People come and go at will, but there's always at least a dozen people at our site. When Rye shows up and starts lugging debris toward the truck, everyone pats him on the back with a familiar hello.
"Hey Rye," I say awkwardly. He turns and gives me a friendly smile.
"Hey Katniss," he returns as though he hasn't been avoiding me. As though the last time we saw each other I didn't draw a knife on him. As if he doesn't live dozens of yards away and yet never comes over.
Maybe that's all on me.
"You should come to dinner this week. And Delly," I offer ineptly. I'm not good at social pleasantries.
"We would love that," Rye replies. I see Peeta over his shoulder beaming. I remember what Cinna said. When you're being selfish, change it. Okay. One thing down.
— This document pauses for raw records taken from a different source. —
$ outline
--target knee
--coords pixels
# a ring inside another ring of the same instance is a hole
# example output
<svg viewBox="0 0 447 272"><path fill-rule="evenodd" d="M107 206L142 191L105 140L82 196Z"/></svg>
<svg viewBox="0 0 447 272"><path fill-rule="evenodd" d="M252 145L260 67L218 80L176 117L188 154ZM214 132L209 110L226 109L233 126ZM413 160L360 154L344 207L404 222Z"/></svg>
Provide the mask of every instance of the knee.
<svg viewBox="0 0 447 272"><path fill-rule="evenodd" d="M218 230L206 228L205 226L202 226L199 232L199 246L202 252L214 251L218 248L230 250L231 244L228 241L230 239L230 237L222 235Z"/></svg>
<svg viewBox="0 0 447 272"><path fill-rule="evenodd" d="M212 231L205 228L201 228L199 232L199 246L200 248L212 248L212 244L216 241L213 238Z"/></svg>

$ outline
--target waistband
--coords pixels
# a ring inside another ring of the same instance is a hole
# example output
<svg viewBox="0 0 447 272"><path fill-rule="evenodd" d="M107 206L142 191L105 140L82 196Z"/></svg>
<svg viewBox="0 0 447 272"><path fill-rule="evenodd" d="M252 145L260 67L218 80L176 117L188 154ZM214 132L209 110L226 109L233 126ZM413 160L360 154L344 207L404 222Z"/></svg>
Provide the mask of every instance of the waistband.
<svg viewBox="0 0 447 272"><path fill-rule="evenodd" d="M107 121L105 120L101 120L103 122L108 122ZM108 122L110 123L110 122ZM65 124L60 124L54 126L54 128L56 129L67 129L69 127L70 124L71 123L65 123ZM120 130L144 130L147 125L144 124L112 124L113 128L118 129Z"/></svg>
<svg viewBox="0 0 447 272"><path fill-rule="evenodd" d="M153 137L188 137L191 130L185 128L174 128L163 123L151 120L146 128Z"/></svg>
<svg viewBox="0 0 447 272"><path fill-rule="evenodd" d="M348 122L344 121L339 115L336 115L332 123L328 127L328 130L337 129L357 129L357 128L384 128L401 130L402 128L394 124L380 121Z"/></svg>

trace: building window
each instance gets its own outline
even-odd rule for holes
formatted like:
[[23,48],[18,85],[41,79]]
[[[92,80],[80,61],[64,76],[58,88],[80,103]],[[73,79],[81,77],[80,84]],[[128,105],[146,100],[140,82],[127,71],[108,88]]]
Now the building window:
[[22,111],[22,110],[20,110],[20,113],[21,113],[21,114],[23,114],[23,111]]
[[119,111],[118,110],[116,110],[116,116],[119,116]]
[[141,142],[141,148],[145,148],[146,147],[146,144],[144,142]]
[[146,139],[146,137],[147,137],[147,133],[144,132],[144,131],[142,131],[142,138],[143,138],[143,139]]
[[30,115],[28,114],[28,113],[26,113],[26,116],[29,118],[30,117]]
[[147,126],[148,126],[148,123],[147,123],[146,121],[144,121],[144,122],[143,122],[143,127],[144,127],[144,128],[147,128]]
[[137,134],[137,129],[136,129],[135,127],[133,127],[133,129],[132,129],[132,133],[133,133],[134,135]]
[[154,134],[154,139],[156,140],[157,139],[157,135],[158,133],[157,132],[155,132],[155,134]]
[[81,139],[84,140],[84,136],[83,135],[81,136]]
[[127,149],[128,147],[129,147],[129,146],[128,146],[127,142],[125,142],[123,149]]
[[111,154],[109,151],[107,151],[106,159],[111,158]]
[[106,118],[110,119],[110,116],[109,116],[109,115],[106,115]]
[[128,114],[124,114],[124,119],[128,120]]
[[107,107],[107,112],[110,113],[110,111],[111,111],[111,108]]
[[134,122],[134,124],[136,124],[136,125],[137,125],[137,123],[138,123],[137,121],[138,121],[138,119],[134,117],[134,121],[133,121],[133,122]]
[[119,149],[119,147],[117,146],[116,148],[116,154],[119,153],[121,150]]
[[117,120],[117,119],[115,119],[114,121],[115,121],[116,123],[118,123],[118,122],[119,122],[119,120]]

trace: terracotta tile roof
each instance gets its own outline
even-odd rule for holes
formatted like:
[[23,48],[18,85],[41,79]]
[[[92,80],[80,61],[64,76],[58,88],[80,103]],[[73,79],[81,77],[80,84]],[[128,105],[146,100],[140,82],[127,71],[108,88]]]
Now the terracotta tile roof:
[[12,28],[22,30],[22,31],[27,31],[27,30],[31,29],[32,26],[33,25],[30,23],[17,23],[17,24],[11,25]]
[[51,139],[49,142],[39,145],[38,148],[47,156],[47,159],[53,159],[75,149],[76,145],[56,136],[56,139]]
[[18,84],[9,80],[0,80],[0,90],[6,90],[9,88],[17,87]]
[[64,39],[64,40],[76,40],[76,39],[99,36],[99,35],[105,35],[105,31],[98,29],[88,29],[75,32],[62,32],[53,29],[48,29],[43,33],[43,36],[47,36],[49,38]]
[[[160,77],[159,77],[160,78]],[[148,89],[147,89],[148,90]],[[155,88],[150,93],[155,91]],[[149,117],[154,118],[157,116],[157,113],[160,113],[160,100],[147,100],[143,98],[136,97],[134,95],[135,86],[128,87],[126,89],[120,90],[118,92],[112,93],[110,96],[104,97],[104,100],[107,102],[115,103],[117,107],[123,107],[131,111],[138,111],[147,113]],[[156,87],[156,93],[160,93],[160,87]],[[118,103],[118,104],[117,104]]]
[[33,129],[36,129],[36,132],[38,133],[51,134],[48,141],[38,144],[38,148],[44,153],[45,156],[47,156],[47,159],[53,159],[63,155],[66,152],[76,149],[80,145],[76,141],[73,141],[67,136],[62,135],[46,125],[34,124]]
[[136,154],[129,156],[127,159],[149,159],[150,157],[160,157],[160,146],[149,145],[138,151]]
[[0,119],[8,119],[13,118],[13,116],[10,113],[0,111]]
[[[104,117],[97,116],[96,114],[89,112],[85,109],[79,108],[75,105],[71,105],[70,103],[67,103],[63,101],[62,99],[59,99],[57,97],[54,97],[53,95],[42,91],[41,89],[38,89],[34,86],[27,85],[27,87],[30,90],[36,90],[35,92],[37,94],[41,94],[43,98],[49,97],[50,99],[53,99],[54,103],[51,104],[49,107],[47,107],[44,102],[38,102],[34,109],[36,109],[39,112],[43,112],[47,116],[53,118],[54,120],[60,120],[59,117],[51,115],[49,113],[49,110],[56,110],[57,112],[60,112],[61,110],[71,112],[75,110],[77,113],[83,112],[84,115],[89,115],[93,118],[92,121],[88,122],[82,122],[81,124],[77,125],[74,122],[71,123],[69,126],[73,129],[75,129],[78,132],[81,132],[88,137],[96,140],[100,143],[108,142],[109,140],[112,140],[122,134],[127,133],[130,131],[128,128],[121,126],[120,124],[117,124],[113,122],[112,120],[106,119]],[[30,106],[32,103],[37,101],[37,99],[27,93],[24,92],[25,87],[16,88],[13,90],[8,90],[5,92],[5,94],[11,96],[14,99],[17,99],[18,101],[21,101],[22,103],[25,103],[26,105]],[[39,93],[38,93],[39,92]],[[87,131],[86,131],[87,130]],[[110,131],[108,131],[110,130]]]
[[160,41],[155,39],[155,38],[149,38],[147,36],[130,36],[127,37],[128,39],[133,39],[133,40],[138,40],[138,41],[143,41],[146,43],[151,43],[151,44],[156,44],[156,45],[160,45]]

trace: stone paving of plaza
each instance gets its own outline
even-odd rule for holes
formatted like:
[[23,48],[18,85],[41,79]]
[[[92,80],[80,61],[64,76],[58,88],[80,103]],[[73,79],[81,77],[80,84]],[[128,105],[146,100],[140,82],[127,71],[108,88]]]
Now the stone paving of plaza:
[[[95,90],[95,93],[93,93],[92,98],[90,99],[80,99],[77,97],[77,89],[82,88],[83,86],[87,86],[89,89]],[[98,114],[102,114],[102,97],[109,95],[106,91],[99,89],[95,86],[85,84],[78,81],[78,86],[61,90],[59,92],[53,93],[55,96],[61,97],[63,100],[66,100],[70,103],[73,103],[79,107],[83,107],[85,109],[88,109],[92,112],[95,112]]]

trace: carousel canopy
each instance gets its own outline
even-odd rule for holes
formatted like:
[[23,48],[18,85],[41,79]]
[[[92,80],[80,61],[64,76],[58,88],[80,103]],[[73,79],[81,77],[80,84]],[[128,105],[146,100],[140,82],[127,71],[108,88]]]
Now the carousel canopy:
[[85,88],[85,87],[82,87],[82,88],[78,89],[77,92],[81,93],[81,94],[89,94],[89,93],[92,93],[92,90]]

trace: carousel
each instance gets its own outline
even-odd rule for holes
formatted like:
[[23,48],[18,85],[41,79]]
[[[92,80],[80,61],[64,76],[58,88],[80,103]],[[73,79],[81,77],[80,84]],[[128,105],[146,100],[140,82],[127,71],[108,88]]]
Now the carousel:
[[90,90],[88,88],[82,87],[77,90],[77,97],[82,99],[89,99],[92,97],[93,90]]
As Peeta and I walk the path back to the Village that evening, guilt begins to permeate in my mood.
"Why don't some of the families move up here? There's at least a dozen vacant houses in Victor's Village," I ask.
"Haymitch offered but no one took him up on it. I don't think they feel like they earned their place up here," Peeta speculates. He's right. He knows how Seam folk think.
Inside I plop unceremoniously on the couch. I know I'm probably covering it with dirt, but I don't care. My muscles ache and whine with complaint.
"Water?" he asks. I nod and gulp the drink greedily.
Most nights we'd make dinner now, but we're back a lot later than normal. I didn't know when to stop. It was only when Thom kicked me out of the site that we finally came back home. Peeta takes the seat next to me on the couch. I watch him with heavy eyelids.
"If I kiss you, is that okay?" Peeta asks.
"Yeah, that's okay," I whisper. We're both sort of awkward about it. He leans over the couch. He doesn't kiss me right away. He slides his hand over my cheek.
"Is it weird that I like you covered in sweat and dirt? It kind of reminds me of our first kiss," he murmurs on my lips. His eyes shoot open abruptly.
"What?" I ask, concern all over my face.
"I remember our first kiss," Peeta smiles. "I just… I haven't had a real memory of that before." He has a glossy look over his eyes, like he's lost in a happy memory. So few of our memories are happy, I leave him there. I rest my head on the back of the couch and doze off.